From his Letters of Support:

“It had been an exhausting few days out on the road in the Dixie diaspora. Macy and I discussed the next stage of his plans. For the foreseeable future he would be busy with the new project, crisscrossing Mississippi, Arkansas, Louisiana, and Western Tennessee, touring museums, spending interminable hours writing grant proposals, and meeting with lawyers, contractors, and benefactors. No one would pay him for his time or trouble, and he didn’t expect them to. He was merely fulfilling an obligation. As we talked, I looked at him closely, as old friends entering middle age sometimes do, and I saw that he had lost his country-boy looks. I was startled by something I saw in him. Balding, with a gray beard and prominent nose, Macy B. looked like a Jew. ‘And I guarantee,’ he continued, ‘I never planned my life this way. I got out of college and I thought a dozen different things, but I surely didn’t think I’d wind up doing this. I’ve been involved in Jewish things now for goin’ on twenty-five years, goin’ back to my youth group days, and I’m amazed that I have. I guess I’m doing it for my kids.’ ‘Hey, Mace, you were doing this for more than fifteen years before you had any kids,’ I reminded him, and he thought about that for a long moment. ‘Damn, boy, you right,’ he said in his squeaky southern twang, and he turned to face me with a grin. ‘I guess I just got me one of them Jewish hearts everybody keeps talkin’ about.”’

Ze’ ev Chafets

“In Southern Jewish circles, the name of Macy B. Hart is synonymous with that of the UAHC’s Henry S. Jacobs Camp. The camp is the heart of Judaism in the deep South, arid it is the embodiment of Macy’s talents and energies. The Jacobs Camp is Macy’s continuing contribution to the Jews of the South, and thousands of us are eternally in his debt. A product of the Reform youth movement in the deep South, Macy B. Hart was well aware of the need for widely dispersed Southern Jews to gather for Jewish education and culture. He went to work for the camp staff its very first summer, 1970, thinking it was just a summer job. The summer turned into winter, then getting ready for next summer, and Macy stayed on, laboring mightily to keep the excitement and the dream alive. In a region where one in four eligible children had to enroll in order to fill the camp, Macy established personal relationships with virtually every Jew in the four-state area, inspiring enthusiasm for the camp and filling the roster with both campers and counselors. In any educational endeavor, providing a good facility is of utmost importance, and much of Macy’s work has been in this area. From squeezing the administrative budget to get more money for programming, to fixing the water pump himself, to raising money for new construction and then supervising that construction. Macy has really been the creator of a sophisticated and extremely usable educational infrastructure.
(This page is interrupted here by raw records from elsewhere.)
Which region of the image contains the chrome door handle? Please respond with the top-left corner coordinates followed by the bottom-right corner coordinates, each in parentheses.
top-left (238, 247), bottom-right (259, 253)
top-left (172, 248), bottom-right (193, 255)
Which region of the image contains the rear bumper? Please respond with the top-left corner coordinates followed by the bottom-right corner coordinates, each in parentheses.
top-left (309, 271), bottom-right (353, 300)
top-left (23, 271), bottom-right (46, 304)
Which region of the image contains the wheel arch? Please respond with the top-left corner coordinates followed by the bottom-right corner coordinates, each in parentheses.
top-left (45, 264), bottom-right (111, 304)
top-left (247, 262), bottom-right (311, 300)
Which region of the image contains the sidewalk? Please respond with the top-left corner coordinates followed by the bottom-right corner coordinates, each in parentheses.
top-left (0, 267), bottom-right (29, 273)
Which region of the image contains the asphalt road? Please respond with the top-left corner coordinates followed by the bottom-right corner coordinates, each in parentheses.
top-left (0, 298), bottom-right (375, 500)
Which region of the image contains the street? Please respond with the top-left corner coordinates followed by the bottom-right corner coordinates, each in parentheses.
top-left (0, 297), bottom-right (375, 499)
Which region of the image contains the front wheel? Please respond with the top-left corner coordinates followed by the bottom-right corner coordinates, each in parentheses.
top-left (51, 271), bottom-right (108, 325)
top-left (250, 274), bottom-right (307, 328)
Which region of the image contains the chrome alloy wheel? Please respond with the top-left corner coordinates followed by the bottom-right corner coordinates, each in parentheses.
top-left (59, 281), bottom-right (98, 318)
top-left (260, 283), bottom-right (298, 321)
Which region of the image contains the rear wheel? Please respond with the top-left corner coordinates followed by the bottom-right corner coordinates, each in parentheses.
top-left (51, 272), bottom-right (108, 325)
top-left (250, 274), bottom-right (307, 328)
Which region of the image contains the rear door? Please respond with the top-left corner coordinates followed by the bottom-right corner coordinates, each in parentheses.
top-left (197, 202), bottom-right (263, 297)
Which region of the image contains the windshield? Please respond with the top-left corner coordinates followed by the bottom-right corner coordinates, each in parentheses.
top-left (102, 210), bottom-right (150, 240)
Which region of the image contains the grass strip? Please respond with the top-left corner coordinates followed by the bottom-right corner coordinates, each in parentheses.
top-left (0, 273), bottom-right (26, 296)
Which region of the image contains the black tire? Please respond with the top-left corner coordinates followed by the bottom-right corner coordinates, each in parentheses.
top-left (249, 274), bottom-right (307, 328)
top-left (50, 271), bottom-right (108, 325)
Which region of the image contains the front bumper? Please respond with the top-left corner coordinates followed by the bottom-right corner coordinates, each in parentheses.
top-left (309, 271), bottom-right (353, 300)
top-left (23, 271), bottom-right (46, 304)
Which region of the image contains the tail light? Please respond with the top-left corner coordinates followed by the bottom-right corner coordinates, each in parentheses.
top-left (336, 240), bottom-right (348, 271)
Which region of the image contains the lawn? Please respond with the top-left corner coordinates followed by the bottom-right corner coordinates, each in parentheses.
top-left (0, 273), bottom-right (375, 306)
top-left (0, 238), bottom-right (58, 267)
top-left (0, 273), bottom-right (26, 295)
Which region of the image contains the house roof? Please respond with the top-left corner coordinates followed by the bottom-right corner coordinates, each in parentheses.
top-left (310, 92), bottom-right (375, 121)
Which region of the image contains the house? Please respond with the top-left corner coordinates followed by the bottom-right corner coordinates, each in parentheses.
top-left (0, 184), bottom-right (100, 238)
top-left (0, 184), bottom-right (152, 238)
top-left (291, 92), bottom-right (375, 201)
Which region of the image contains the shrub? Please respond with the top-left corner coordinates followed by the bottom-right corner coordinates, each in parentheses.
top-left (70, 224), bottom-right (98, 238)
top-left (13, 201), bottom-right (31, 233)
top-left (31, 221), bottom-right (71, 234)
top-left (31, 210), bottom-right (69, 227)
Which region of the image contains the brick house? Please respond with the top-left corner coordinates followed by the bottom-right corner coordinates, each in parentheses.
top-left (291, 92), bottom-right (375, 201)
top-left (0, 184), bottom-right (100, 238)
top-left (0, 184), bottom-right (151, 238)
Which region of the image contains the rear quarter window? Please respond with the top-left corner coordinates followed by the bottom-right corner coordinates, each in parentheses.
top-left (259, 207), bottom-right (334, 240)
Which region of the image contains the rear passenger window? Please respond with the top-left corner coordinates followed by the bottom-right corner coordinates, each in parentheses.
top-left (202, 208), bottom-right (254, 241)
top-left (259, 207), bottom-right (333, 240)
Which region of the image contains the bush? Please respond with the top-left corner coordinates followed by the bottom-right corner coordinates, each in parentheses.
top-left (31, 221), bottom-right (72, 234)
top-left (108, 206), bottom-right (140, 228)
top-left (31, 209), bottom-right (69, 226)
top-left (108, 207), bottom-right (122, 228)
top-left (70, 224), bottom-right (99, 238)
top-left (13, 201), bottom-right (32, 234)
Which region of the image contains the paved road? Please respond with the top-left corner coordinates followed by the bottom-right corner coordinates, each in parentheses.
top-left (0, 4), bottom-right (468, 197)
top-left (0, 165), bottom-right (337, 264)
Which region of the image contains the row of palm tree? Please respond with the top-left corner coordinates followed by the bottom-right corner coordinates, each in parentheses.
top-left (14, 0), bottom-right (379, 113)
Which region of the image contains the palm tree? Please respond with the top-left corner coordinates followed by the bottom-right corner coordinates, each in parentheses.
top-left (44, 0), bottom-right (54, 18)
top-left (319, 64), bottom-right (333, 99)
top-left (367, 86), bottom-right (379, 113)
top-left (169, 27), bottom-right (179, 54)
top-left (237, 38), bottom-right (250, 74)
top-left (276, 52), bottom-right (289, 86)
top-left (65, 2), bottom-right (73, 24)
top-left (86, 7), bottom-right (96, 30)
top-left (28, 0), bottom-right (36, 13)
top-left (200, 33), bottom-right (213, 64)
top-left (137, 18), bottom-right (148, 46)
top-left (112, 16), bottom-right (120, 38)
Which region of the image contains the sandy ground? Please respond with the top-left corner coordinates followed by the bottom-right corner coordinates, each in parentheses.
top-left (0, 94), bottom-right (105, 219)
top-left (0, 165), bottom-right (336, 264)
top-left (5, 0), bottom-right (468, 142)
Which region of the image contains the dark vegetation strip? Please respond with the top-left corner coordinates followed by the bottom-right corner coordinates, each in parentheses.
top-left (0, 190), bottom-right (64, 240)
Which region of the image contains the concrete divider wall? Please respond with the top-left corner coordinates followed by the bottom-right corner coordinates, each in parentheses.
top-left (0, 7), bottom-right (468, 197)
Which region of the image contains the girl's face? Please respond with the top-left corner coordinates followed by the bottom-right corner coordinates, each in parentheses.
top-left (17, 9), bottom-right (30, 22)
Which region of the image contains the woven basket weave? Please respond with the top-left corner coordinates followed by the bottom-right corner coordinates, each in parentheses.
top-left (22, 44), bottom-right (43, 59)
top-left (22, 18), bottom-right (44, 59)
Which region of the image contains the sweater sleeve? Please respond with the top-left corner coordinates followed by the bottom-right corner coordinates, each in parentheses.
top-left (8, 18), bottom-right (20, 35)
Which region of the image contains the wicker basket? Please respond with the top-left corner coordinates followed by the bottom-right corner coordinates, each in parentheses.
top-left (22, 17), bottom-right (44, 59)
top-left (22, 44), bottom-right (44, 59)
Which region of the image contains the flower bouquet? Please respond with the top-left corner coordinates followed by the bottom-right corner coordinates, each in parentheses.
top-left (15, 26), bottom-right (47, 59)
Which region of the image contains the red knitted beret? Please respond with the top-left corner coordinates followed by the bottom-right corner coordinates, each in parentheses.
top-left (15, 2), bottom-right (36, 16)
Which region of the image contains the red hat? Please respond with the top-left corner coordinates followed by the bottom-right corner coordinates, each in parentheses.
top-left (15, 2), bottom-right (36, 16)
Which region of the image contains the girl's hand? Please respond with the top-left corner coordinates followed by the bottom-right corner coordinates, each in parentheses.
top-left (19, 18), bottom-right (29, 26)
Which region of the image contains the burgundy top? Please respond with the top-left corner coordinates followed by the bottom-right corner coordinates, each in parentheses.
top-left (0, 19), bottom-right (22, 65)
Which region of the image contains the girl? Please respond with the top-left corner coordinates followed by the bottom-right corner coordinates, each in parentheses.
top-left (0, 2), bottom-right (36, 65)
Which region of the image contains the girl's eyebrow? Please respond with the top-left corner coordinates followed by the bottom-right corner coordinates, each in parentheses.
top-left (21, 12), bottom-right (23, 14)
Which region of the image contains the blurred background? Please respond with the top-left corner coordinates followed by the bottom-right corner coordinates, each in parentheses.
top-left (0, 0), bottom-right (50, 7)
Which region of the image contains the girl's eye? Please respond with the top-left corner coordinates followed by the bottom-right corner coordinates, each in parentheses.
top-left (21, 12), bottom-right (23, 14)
But this has not been the limit of his work. From the very beginning, Macy has had a vision of what the Jews of the region need. He has scoured the country, bringing in a host of talented teachers and counselors. Then, he has worked with them in the development of their lessons and programs. He has identified young people with potential in Jewish education and given them both opportunity and guidance in their own development. I know because I am one of those young people, and I know scores of friends and former campers who have been challenged by Macy and who have now assumed their positions as leaders, professional and lay, in the Jewish community.”

Rabbi David E. Ostrich

“Macy, actively involved in Jewish communal life since his leadership role in NFTY in the 1960’s (as president), has been director of the Henry S. Jacobs Camp in Utica, Mississippi, for 29 years. Over the years it has become a year-round center of Jewish life for young people and their families from all over the under-served South. In an area with 43 congregations served by only 12 rabbis, the educational impact is significant. Macy’s summer program is only one of the institutions he has nurtured to create Jewish educational resources and to preserve a rich historical past in the South. The Museum of the Southern Jewish Experience, with a base at the camp and a presence throughout the region, offers a multitude of exhibitions and activities, including the recent major exhibition, ‘Alsace to America,’ which received extensive, national press and international visitorship. The museum: like the camp, preserves and brings to life Southern Jewish tradition, and empowers participants to continue that tradition.”